坂戸いずみ教会・礼拝説教集

<キリストの愛とともに歩もう>イエス・キリストを愛し、自分を愛し、人を愛して、平和を生み出すことを願います。

2016年10月9日 礼拝説教 「神は愛だからです」

聖書 ヨハネの手紙(一)4章7〜12節
説教者 山岡創牧師

4:7 愛する者たち、互いに愛し合いましょう。愛は神から出るもので、愛する者は皆、神から生まれ、神を知っているからです。
4:8 愛することのない者は神を知りません。神は愛だからです。
4:9 神は、独り子を世にお遣わしになりました。その方によって、わたしたちが生きるようになるためです。ここに、神の愛がわたしたちの内に示されました。
4:10 わたしたちが神を愛したのではなく、神がわたしたちを愛して、わたしたちの罪を償ういけにえとして、御子をお遣わしになりました。ここに愛があります。
4:11 愛する者たち、神がこのようにわたしたちを愛されたのですから、わたしたちも互いに愛し合うべきです。
4:12 いまだかつて神を見た者はいません。わたしたちが互いに愛し合うならば、神はわたしたちの内にとどまってくださり、神の愛がわたしたちの内で全うされているのです。


      「神は愛だからです」

 皆さんの方から見て、礼拝堂正面の右側の壁をご覧ください。そこには、今年の4月から、坂戸いずみ教会の願いが掲げられています。〈キリストの愛とともに歩もう〉。この願いの基になった聖書の言葉が、そこに書かれているように、「わたしがあなたがたを愛したように、あなたがたも互いに愛し合いなさい」というヨハネによる福音書13章34節の御(み)言葉です。これは、主イエス・キリストが、弟子たちと共にした最後の晩餐(ばんさん)の席で、遺言のように弟子たちに遺(つかわ)された言葉です。イエス・キリストが父と呼ぶ神を信じる者に、新たに与えられた、唯一の掟です。
そして、今日読んだヨハネの手紙(一)の箇所は、このイエス・キリストの言葉と深く結び付いています。「互いに愛し合いましょう」(7節)とヨハネは呼びかけます。12節までの短い文章の中に、互いに愛し合う、という言葉が3回も出て来ます。その中の11節の言葉、
「神がこのようにわたしたちを愛されたのですから、わたしたちも互いに愛し合うべきです」(11節)
は、ヨハネによる福音書13章のイエス・キリストの言葉を、まさに言い直したものです。神に愛されたのだから、神の御子(みこ)イエス・キリストに愛されたように、私たちは互いに愛し合う。それが、キリスト教を信じる者の信仰と生活のすべてだと言ってもよいのです。私たちの信仰と生活は、この聖書の言葉に集約されています。

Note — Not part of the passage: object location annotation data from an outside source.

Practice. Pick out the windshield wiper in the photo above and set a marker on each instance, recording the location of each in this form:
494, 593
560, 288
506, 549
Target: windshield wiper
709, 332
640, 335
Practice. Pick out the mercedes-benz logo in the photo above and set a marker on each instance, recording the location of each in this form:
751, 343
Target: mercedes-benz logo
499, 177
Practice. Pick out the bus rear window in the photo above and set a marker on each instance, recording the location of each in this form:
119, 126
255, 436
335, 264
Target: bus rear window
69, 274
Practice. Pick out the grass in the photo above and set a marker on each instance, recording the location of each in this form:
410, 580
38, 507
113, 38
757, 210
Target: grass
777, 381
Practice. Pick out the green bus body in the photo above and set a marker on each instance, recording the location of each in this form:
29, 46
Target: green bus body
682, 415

 「互いに愛し合いましょう」。ヨハネは、教会の信徒たちに、そして今日の私たちに呼びかけます。改めて考えてみたいのは、互いに愛し合う“愛”とは、どんな愛か?ということです。これは、私たちが元々持っている愛ではありません。確かに私たちは、本能的な愛を持っていたり、“良い人”であろうとして、自分の徳としての人を愛することもできます。キリスト教信仰を持っていなければ、人を愛し、互いに愛し合うことができないというわけではありません。
 けれども、ヨハネが、「互いに愛し合いましょう」と勧(すす)める時、その愛の源泉となるのは、神がわたしたちを愛してくださった、という恵みです。この恵みを知らずに、私たちが、「互いに愛し合いましょう」という御言葉に従うことは不可能です。
「わたしたちが神を愛したのではなく、神がわたしたちを愛して、わたしたちの罪を償ういけにえとして、御子をお遣わしになりました。ここに愛があります」(10節)
 ヨハネが語りかけているように、何よりもまず“神が”わたしたちを愛してくださったという恵みを信じることから、私たちの愛は始まります。
 この愛を、だれよりも強く感じたのは、主イエスの弟子たちでした。彼らが“良い弟子”であったから、主イエスは彼らを愛されたのではありません。彼らは、だれが一番弟子になるか、イエス様が王様になった時、だれが一番出世するか。そんなことばかりを考えて、お互いの腹を探り合い、足を引っ張り合っていたような節(ふし)があります。そんな弟子たちを、主イエスは忍耐強く教え、導き、愛し抜かれたのです。ご自分の命を捨ててまで、愛し抜かれたのです。
 弟子たちは最初、その愛に気づきませんでした。主の気持、その御心(みこころ)など思わず、いつの間にか、自分の願望を優先させていました。
 けれども、そういう生き方が打ち砕かれる時が来ました。主イエスの十字架刑です。主が捕らえられ、十字架に架けられた時、ユダは裏切り、敵の手引をしました。弟子たちは散り散りに逃げました。後で様子を見に行ったペトロは、周りの人たちから問い詰められて、主イエスを知らない、関係ない、と3度も言ってしまいました。たとえ死ぬことになっても最後までついて行く、と弟子たちは皆、最後の晩餐の席で口々に言ったのです。その舌の根も乾かないうちに、彼らは主イエスを捨てました。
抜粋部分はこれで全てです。